Читать книгу Ein verhängnisvolles Vermächtnis - Geraldine Haas - Страница 4
2
ОглавлениеSofia stand mitten in der Diele vor dem großen Wandspiegel und starrte auf ihr Spiegelbild. „Du hattest es wieder einmal viel zu eilig Marcel“, sagte sie leise. Sie hing ihren Mantel in den Garderobenschrank und setzte sich auf ihren Reisekoffer. Wieder war dieses beklemmende Gefühl da. Es kam immer dann, wenn sie nach einigen Tagen Abwesenheit der Alltag wieder einholte. Das Altgewohnte machte sie depressiv und die wolkenverhangenen Berggipfel trugen das übrige dazu bei.
Sofia wusste nicht, wie lange sie so dagesessen hatte, als sie aufstand und über die Treppen hinauf in die Küche ging. Sie brühte sich Tee und während er zog, eilte sie hinauf in ihr Arbeitszimmer im zweiten Stock. Zu Anfang ihrer Ehe, als sie noch malte, hatte sie viele Stunden hier oben verbracht.
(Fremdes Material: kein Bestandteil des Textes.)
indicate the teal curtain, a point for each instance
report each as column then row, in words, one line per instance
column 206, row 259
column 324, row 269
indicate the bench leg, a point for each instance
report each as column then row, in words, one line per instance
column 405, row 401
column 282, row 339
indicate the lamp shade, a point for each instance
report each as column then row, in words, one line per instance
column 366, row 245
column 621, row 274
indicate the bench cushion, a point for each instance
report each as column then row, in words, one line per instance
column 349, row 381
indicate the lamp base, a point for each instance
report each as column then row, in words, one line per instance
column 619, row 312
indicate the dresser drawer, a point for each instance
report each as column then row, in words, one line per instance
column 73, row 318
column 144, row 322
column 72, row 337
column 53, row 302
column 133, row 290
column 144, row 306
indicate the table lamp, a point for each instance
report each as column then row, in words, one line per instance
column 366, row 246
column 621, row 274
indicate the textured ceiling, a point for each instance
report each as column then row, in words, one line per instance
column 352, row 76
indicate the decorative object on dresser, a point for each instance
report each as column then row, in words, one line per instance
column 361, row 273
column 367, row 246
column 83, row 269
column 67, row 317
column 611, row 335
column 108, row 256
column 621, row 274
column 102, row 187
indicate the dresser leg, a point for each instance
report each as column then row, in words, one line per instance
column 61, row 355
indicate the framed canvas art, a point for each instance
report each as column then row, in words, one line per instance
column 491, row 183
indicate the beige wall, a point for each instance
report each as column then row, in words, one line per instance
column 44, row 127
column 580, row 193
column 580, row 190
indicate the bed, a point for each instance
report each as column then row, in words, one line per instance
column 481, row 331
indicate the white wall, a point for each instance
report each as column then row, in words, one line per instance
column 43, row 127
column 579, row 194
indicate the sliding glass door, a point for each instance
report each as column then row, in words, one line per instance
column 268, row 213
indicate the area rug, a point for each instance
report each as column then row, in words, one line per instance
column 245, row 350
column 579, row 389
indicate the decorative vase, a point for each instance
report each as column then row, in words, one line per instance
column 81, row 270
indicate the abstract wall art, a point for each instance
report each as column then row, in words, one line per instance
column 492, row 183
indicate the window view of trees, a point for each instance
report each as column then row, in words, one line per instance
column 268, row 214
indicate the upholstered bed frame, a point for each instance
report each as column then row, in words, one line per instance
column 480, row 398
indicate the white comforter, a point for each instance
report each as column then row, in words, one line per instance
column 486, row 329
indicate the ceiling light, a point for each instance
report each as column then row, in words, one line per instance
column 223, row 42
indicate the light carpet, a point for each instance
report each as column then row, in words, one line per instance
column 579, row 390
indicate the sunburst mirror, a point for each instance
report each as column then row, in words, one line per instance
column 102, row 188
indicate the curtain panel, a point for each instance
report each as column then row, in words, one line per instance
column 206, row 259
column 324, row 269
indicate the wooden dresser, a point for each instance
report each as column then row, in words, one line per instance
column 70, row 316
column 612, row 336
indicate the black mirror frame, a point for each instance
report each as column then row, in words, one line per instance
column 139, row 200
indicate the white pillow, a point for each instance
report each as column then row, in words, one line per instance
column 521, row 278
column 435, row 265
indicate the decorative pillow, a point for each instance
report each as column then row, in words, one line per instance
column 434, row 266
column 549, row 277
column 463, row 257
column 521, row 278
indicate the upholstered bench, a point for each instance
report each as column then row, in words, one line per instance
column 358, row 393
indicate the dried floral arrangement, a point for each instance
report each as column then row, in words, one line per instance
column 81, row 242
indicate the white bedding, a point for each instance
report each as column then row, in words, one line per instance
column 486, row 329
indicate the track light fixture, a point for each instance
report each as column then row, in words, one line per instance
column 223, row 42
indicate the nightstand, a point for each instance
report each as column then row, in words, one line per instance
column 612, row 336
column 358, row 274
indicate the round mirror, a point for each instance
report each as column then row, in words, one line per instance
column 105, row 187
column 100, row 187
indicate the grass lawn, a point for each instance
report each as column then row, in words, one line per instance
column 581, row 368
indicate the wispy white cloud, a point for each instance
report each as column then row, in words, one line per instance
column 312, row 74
Doch Marcel hatte ihre naive Malerei belächelt und sie verlor das Interesse daran. Nachdem auch ihre Tochter nicht mehr im Hause lebte, war ihr nur noch die Hausarbeit geblieben.
Es war kalt, deshalb beschloss Sofia ins Wohnzimmer zu gehen. Sie schichtete Holz in den Kamin und bald fraß sich das Feuer knisternd in die trockenen Scheite. Dann nahm sie wieder das Tagebuch, schob einen Sessel vor den Kamin und setzte sich. Während draußen der Schnee in dichten Flocken fiel, machte sich bald in der gemütlichen Appenzeller Stube die heimelige Wärme des Kaminfeuers breit.
Sie musste wohl eingeschlafen sein, als sie plötzlich über das Schließen der Haustüre hochschreckte. Sie sprang auf und eilte hinunter in die Diele, wo Marcels Aktenkoffer mitten auf dem glänzenden Parkett stand.
„Marcel, du bist zurück?“, fragte sie.
„Dein Reisekoffer steht noch immer hier unten“, erwiderte Marcel aus dem Badezimmer.
„Ich packe ihn morgen aus“, erwiderte Sofia.
„Wenn es so weiter schneit, haben wir vielleicht doch noch weiße Weihnachten“, sagte er und kam aus dem Bad. Er hatte seine Krawatte abgelegt und die oberen zwei Knöpfe seines Hemdes geöffnet.
„Möchtest du auch eine Tasse Tee, Liebling?“
„Warum nur trinkst du ihn überhaupt? Wo du doch genau weißt, dass er deine Nervosität nur immer mehr verstärkt?“ Marcel schüttelte heftig seinen Kopf. „Ich verstehe dich nicht.“
„Ich bitte dich Marcel, übertreibe nicht“, erwiderte Sofia verärgert.
„Ich weiß, du willst es nicht hören.“ Marcel folgte seiner Frau in die Küche.
Sie nahm die Teekanne, warf ihm einen gekränkten Blick zu und leerte den Inhalt in das Spülbecken. „Bist du nun zufrieden?“ Doch Marcel schwieg. „Warum nörgelst du immer an mir herum?“, fragte Sofia. Und ohne seine Antwort abzuwarten, wandte sie sich ab und ging zurück ins Wohnzimmer. Sie nahm das Tagebuch vom Tisch und setzte sich wieder in den Sessel vor dem Kamin.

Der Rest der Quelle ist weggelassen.